I’m going to have to look into some funding to study ‘Dust Devil’ walls.
…a couple mil ought to do it.
I wonder why grabbermints won’t allow people in these areas to live underground where it’s safer. Australia’s Coober Pedy is a good model, although they live underground there to escape the heat. Instead of building houses that can be blown away, maybe build binishells domes instead?
http://inhabitat.com/wp-content/blogs.dir/1/files/2010/12/binishell-10.jpg
Terraforming the planet is a great idea for the future. What a bunch of wusses to think otherwise. This idea will not float but the concepts are needed , Anthony. Two thoughts of mine, one for water to the interior of dry continents where there is a ridge of mountains eg Great Dividing Range Australia or ? Rockies USA is to drill through the mountains and run rainfall collected in channels or run offs on the wet coastal side through to rivers on the dry interior. Does cause some problems for the coastal rivers as in our Snowy Mountain scheme but a great way to add to irrigation
As to walls to divert windflow or rain clouds or avert tornadoes large mobile sails could be trailed, who knows ?
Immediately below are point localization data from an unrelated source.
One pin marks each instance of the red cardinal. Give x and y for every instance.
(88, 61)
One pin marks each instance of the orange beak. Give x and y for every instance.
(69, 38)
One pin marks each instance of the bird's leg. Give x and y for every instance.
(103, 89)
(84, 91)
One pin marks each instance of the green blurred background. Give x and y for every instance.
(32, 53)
There may be cost effective answers not involving mountains.
wws – I am truly shocked you would conceder using an Atomic Cannon for tornado disruption. That thing was huge and barely mobile. What you really need is something cheap and man-portable. May I suggest The Nuclear Recoilless Rifle?
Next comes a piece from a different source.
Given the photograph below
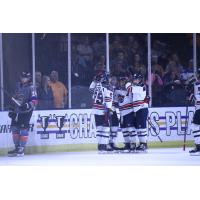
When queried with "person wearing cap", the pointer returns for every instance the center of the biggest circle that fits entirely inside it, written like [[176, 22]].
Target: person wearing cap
[[21, 112]]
http://en.wikipedia.org/wiki/Davy_Crockett_(nuclear_device)
Of course, even that system is over 50 years old by now. I would think with a grant from NOAA we could get them down to shotgun shells.
Thank you chaps and chapeses I have not had such a good laugh in a while your ideas are brill.
My own first thought was how else would these things disrupt the weather in ways that were not foreseen….the list seems endless. But I’m sure that the climate could accurately be modeled just as it is for CO2.
James Bull
Scientists only understand a portion of the true cause of tornadoes, such a wall could reduce tornado frequency yet not for the reason given, and depending on the construction materials.
I believe I have been given a gift, a far better understanding of why they occur and with that knowledge it is possible to deactivate them with a mobile device. It’s going to require a team for development and therefore funding, as of 6/2014 no one has contacted me to talk about it.
http://twisterbuster.com/
I bet a two miles high mountain range over Canada, made of ice, would suffice. They are useless up there anyway.